Als Staranwalt Martin Vail (Richard Gere) in der Gefängniszelle auftaucht, hat er vermutlich wieder einen Fall, der seinen Ruhm vergrößern kann. Vail macht dem stammelnden Stampler knallhart klar, wie der Fall laufen wird. Mit dem gleichen, offensichtlichen Vergnügen berichtet er einem Reporter von seiner Anwaltsmoral. Die Sache wird spannend, als der Chefankläger, ein Freund des ermordeten Erzbischofs, Rache will, und eine ehemalige Kollegin und Geliebte Vails zur Staatsanwältin erwählt.

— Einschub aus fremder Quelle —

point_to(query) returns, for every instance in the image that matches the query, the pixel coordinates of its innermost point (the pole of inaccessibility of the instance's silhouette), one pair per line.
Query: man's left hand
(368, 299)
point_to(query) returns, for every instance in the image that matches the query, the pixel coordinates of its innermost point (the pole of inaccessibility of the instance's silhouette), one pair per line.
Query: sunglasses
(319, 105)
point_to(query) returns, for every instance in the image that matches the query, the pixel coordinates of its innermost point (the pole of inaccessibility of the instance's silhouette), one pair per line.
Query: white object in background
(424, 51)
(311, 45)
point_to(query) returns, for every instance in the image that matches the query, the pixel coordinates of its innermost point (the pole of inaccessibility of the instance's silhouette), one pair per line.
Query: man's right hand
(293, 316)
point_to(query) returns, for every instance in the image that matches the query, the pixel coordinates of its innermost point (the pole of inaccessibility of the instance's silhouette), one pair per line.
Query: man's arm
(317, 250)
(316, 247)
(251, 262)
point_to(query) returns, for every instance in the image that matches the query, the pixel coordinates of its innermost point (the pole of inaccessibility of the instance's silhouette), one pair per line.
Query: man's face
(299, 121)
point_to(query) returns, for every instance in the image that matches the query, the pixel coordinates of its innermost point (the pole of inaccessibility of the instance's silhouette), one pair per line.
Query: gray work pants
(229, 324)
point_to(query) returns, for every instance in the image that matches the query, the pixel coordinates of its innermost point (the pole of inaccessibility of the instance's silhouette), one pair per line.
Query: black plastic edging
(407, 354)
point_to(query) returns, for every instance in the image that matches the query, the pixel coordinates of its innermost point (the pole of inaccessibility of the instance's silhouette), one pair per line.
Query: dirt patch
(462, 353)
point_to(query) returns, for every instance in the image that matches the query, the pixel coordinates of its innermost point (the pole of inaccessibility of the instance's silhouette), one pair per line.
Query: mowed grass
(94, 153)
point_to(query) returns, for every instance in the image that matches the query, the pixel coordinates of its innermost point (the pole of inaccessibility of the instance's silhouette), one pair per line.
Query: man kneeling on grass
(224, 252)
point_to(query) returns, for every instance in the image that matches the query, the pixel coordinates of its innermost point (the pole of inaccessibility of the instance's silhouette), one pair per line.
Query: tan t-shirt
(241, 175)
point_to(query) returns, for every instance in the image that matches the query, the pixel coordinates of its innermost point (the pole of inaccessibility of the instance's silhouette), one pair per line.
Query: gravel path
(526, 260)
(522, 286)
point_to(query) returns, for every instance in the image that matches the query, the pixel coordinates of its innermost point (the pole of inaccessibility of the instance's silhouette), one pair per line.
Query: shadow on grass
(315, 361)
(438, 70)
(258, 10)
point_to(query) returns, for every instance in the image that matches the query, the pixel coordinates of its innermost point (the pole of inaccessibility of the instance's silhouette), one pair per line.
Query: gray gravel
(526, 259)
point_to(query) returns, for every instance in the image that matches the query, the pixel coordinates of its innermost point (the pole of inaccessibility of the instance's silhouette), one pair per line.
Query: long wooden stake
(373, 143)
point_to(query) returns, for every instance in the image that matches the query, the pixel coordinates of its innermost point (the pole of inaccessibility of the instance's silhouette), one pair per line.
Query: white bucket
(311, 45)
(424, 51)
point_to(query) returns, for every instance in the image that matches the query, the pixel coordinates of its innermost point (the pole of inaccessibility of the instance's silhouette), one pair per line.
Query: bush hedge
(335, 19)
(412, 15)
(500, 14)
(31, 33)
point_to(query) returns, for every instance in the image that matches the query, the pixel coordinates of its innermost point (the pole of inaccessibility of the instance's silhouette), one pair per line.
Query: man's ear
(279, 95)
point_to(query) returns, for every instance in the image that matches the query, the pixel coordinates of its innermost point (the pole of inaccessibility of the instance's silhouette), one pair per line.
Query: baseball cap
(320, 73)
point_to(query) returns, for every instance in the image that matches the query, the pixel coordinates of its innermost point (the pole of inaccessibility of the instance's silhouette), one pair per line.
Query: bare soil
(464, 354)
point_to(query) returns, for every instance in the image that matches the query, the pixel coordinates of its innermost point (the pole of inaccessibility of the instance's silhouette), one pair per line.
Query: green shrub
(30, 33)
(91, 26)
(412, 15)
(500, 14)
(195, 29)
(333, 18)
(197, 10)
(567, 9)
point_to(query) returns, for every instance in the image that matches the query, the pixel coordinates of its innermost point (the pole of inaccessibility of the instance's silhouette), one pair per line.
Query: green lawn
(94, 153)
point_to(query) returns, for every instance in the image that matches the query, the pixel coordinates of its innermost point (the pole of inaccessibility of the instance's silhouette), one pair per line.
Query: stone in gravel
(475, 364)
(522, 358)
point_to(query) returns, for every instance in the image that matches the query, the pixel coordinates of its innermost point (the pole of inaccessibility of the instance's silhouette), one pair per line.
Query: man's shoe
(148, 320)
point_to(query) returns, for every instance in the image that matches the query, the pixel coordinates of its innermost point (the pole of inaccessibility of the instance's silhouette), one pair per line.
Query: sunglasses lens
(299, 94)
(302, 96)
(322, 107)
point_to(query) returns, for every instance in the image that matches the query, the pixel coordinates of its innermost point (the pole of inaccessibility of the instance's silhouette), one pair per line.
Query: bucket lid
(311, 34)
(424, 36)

Doch richtig undurchsichtig gestaltet sich das "Zwielicht" als im Hintergrund auch noch ein heruntergekommenes Viertel auftaucht, dessen millionenschweren Spekulationen fast alle mit dem Mord Beschäftigten einbeziehen.
Dies wird jedoch nicht die letzte Überraschung in "Zwielicht" sein. Das brillante Buch (Steve Shagan und Ann Biderman nach dem Roman von William Diehl) bietet neben dem Mordfall einen gemeinen Liebeskampf, einen Mißbrauchsskandal und einen Politthriller an. Dazu fesselnde Psychostudien vom Täter/Opfer Aaron (Edward Norton) und dem alles überstrahlen Martin Vail. Während ein Zitat aus dem "Scharlachroten Buchstaben" die Aufmerksamkeit zum anderen Janusgesicht dieses Überfliegers lenkt, schlummert in einer anderen Figur ein veritabler Hannibal Lector.
Richard Gere spielt (unter der Regie von Gregory Hoblit) eine Paraderolle: Hinter seinem gewinnenden Lächeln verbergen sich scheinbar Abgründe - fast wie in "Internal Affairs." Doch der Auftritt Geres ist (von Zitaten wie der Automarke unterstützt) noch immer noch eine Show für sich - ganz wie in "Ein Mann für alle Fälle". "Zwielicht" ist spannend und bis in Nebenrollen - wie Irene Jacob ("Drei Farben: Rot") als Vails Assistentin - hervorragend besetzt. Dabei sind allein die Überraschungen dieses Film sein Geld wert.